Ce qui est écrit n'engage que son auteur (moi) et certainement pas les metteurs en scène qui ont fait les films. En effet, il ne faut pas prêter aux gens que l'on ne connaît pas personnellement des intentions qu'ils n'ont (peut-être) pas. De plus ces écrits ne constituent en aucun cas mon crédo, ou un fondement quelconque de ma foi. Ce ne sont que des réflexions qui n'ont qu'un but: essayer de voir autrement pour mieux comprendre, et donc mieux communiquer cet évangile qui, reconnaissons-le a eu aussi beaucoup de mal à nous parvenir. Ces réflexions sont néanmoins motivées par un constat douloureux que j'exprime au début de la deuxième section page neuf. J'ai pris volontairement parfois un ton un peu badin, le créneau de l'humour étant libre, je m'y suis garé. Je vous souhaite de passer un très bon moment.

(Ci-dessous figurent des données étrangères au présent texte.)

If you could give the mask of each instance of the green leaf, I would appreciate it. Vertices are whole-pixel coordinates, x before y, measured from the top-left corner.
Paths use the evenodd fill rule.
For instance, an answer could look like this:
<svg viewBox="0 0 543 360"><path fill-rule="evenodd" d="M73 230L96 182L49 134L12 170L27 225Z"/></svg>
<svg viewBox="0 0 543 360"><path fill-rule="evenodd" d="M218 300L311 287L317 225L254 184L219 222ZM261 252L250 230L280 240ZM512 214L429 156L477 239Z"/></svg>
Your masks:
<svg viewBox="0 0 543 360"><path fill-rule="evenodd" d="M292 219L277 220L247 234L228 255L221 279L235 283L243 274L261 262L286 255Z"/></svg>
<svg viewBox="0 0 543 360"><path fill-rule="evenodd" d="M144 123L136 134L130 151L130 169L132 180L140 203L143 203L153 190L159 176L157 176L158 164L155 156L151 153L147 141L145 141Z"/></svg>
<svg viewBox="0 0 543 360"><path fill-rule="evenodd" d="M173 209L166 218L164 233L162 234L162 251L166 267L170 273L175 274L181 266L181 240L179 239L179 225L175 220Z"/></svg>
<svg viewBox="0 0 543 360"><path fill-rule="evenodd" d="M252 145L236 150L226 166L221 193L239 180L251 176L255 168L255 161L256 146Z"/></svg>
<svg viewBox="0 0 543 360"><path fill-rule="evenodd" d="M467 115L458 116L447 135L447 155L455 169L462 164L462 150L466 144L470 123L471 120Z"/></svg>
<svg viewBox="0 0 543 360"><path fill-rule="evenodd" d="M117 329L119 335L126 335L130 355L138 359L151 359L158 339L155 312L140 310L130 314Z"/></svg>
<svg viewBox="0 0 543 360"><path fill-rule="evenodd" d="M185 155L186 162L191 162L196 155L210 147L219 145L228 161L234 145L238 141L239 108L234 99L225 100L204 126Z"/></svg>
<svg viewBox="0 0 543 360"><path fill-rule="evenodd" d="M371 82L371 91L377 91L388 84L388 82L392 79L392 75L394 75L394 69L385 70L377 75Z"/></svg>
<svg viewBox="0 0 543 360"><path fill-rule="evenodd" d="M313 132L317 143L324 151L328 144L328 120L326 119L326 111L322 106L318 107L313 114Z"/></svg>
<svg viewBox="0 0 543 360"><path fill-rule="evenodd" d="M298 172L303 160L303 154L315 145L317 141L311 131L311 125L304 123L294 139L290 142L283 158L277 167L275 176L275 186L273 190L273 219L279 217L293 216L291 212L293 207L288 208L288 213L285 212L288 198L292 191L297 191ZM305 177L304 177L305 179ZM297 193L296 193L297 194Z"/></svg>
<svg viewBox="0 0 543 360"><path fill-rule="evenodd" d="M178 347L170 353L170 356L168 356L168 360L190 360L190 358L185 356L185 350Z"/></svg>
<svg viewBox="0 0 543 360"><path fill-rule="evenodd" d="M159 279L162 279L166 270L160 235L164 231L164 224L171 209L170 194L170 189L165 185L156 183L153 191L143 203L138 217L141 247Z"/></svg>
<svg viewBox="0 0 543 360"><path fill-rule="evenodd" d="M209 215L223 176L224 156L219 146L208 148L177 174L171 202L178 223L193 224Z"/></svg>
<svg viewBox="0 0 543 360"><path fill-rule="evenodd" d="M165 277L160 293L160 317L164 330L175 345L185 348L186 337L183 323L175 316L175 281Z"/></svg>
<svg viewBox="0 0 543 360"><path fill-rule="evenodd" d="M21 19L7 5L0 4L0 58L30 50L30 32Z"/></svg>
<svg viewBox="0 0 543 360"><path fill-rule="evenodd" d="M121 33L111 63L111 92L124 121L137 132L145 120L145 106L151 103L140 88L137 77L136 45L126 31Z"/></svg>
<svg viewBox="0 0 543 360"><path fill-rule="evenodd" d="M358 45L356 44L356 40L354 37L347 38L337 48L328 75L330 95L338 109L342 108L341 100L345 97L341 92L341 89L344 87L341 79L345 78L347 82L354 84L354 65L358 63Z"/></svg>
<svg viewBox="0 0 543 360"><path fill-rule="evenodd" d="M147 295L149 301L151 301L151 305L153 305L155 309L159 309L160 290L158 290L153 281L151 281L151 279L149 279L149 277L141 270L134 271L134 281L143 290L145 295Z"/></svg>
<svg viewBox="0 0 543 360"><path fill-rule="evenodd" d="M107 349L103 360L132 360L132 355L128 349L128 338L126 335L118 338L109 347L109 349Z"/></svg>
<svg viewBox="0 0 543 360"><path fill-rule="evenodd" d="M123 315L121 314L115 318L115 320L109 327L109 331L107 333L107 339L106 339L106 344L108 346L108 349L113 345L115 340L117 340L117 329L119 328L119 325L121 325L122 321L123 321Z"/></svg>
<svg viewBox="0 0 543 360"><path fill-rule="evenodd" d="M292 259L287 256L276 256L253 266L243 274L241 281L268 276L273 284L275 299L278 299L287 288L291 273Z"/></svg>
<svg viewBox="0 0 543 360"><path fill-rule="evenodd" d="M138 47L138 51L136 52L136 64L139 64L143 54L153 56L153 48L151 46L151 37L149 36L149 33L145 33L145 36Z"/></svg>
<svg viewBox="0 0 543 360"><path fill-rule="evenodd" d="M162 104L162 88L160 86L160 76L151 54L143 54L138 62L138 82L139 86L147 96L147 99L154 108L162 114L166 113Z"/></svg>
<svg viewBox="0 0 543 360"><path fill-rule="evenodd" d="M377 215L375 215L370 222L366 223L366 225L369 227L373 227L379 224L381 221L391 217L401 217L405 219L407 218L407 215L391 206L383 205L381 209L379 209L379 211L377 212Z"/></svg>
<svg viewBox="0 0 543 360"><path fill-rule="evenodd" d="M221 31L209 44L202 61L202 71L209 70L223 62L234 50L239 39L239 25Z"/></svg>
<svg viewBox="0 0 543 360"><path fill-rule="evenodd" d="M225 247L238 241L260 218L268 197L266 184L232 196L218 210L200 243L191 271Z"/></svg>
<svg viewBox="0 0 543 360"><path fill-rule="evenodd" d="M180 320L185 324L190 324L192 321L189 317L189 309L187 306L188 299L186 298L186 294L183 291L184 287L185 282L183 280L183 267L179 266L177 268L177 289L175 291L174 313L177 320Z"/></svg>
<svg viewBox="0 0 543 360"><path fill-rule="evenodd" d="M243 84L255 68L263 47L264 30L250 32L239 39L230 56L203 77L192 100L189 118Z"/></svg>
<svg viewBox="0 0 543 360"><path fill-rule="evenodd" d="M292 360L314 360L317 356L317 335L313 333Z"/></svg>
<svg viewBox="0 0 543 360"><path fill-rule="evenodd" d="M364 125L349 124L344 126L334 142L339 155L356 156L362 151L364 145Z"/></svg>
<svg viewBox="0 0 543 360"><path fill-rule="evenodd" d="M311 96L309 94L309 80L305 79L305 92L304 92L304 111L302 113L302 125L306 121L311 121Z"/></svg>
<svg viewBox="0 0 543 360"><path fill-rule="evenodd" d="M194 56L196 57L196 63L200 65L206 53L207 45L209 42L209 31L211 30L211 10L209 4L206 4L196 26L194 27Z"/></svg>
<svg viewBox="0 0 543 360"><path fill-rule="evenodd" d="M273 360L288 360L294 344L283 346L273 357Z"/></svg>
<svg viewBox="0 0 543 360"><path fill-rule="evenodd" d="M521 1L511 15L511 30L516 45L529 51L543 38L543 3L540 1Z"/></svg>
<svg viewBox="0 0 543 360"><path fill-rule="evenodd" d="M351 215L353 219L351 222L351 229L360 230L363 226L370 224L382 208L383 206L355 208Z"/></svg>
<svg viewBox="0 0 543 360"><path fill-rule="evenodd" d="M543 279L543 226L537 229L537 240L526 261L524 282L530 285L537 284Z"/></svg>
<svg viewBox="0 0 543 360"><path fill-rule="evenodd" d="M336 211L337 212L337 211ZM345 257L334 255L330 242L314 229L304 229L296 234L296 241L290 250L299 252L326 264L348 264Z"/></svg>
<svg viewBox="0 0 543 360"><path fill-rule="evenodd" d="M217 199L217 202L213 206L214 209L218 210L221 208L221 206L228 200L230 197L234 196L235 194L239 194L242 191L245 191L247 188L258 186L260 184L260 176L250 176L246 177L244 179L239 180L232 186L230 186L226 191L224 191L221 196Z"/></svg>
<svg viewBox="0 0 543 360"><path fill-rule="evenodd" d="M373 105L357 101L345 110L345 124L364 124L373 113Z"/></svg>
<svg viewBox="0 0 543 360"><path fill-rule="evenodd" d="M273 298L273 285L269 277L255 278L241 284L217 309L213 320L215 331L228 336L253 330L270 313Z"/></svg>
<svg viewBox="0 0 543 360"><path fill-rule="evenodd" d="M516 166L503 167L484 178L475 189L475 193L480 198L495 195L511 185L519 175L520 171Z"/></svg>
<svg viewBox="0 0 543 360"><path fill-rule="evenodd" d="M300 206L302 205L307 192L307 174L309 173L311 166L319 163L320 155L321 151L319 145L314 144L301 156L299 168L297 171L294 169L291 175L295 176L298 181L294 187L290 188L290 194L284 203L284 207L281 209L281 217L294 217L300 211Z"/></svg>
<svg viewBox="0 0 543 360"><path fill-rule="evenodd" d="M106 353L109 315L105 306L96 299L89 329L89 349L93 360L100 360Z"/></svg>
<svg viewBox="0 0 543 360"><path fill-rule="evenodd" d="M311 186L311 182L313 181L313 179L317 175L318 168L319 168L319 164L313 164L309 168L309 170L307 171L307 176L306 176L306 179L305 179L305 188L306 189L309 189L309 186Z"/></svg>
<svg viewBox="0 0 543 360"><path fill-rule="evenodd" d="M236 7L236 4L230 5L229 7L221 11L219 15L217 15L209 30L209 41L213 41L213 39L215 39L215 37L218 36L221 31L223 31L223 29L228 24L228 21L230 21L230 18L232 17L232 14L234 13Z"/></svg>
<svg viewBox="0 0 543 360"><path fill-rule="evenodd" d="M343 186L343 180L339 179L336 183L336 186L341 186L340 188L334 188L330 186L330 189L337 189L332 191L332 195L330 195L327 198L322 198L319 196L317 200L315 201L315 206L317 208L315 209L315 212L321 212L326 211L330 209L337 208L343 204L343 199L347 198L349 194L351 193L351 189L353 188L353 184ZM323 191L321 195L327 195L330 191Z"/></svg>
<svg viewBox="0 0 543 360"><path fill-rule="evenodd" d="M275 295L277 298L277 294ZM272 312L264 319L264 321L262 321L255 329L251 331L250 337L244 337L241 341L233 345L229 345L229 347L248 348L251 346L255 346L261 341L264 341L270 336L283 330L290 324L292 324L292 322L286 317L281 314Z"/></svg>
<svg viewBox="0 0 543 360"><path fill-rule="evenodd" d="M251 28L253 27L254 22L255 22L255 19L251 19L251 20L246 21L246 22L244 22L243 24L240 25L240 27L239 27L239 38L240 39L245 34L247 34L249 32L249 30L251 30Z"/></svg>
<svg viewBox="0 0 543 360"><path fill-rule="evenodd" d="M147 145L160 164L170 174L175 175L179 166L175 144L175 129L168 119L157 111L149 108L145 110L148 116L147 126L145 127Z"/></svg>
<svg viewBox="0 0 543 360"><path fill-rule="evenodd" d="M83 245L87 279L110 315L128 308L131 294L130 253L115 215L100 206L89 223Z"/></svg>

Dans son ouvrage "Démission de la raison", Francis Schaeffer fait un douloureux constat: celui d'une "dichotomie" entre le monde et l'Eglise de Jésus-Christ. Je précise... de Jésus-Christ, car il y a d'autres églises. Semble-t-il. Cette dichotomie, chacun la décrira à sa manière, existe probablement parce qu'un jour nous avons cru que nous n'avions rien à faire avec l'esprit de ce siècle, ou du monde. Certes, et l'apôtre Paul nous y exhorte d'ailleurs. Mais, voyez-vous, "Dieu a tant aimé le monde qu'Il a donné son Fils Jésus-Christ afin que quiconque (du monde) croit en Lui ne périsse pas mais qu'il ait la vie éternelle" (Jean 3: 16 ) Et Paul, lui, nous enjoint de ne pas nous mettre à part du monde, d'être dans le monde sans être DE ce monde. Don Richardson dans un ouvrage déjà un peu ancien, "L'éternité dans leur cœur", nous explique que le Seigneur a déjà déposé des clés dans les cœurs des peuples/tribus/individus afin que l'évangile de Jésus-Christ puisse y pénétrer et faire son œuvre.

Si aujourd'hui nous voulions trouver certaines de ces clés, il faudrait les chercher dans les arts. La littérature (y compris la BD), la musique, le cinéma sans oublier la peinture, la sculpture, le théâtre, la danse et j'en oublie sûrement, pardonnez-moi, sont autant de moyens d'expressions, de cris poussés qui devraient ouvrir notre oreille...même si d'aucuns y voient, versets bibliques à l'appui, une certaine idôlatrie. Principalement en ces temps où le sexe est étalé à grands renforts de dessins, d'images, de sons etc... Sans oublier les démons, vampires et autres sorcières qui font trembler jeunes et vieux peu enclins à séparer le vrai du faux. Donc le monde est idolâtre, et Paul nous a dit de nous garder du monde, donc obéissons à Paul...quitte à désobéir (un peu quand même) à Jésus! D'où la dichotomie dont je vous parlais plus haut.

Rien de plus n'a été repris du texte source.